Initial claims for state unemployment benefits dropped 10,000 to a seasonally adjusted 210,000 for the week ended Feb. 24, the lowest level since December 1969, the Labor Department said on Thursday. Claims for the prior week were revised to show 2,000 fewer applications received than previously reported.
Economists polled by Reuters had forecast claims rising to 226,000 in the latest week. It was the 156th straight week that claims remained below the 300,000 threshold, which is associated with a strong labor market. That is the longest such stretch since 1970, when the labor market was much smaller.
Federal Reserve officials consider the labor market to be near or a little beyond full employment. The jobless rate at a 17-year low of 4.1 percent.
The Labor Department said claims for Maine were estimated.
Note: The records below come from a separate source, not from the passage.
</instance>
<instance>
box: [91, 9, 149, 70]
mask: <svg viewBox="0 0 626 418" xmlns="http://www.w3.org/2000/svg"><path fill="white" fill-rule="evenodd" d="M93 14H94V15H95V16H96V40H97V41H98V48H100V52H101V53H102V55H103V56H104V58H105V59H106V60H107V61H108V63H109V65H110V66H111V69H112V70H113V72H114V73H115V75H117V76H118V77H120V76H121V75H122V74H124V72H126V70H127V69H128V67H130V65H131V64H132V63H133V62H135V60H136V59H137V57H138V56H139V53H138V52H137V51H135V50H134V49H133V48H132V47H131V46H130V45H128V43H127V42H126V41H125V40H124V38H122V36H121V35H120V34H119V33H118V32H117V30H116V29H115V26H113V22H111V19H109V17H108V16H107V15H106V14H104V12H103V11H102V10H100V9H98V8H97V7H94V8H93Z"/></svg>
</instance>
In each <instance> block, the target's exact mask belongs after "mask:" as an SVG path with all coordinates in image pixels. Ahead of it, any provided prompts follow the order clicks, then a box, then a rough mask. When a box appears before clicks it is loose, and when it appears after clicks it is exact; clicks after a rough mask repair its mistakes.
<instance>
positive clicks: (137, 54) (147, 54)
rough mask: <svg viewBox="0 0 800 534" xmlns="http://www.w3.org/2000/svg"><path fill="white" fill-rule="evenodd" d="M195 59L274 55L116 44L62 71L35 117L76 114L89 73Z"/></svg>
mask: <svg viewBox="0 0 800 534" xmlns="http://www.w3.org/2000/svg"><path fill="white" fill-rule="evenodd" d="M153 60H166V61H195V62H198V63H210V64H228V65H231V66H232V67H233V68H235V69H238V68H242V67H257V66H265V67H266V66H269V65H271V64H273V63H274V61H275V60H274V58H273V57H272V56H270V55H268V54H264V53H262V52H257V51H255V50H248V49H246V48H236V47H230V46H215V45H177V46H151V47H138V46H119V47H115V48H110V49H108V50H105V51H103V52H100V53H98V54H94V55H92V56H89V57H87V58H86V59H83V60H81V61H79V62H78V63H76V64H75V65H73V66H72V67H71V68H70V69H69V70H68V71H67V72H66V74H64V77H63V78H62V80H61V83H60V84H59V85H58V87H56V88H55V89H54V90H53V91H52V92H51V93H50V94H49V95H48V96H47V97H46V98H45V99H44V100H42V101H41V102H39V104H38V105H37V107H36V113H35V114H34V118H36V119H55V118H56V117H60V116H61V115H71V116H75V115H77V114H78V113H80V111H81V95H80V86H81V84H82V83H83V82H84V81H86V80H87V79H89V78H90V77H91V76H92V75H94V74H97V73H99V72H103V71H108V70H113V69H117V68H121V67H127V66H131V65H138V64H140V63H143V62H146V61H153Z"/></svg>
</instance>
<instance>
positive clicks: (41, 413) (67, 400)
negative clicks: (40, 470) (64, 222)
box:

It also said claims-taking procedures in Puerto Rico and the Virgin Islands had still not returned to normal, months after the territories were slammed by Hurricanes Irma and Maria.
The four-week moving average of initial claims, viewed as a better measure of labor market trends as it irons out week-to-week volatility, fell 5,000 to 220,500 last week, also the lowest level since December 1969.
The claims report also showed the number of people receiving benefits after an initial week of aid increased 57,000 to 1.93 million in the week ended Feb. 17. The four-week moving average of the so-called continuing claims fell 6,250 to 1.92 million.
Continuing claims data covered the period during which households were surveyed for February's unemployment rate. The four-week average of continuing claims fell 750 between the January and February survey weeks, suggesting little change in the unemployment rate.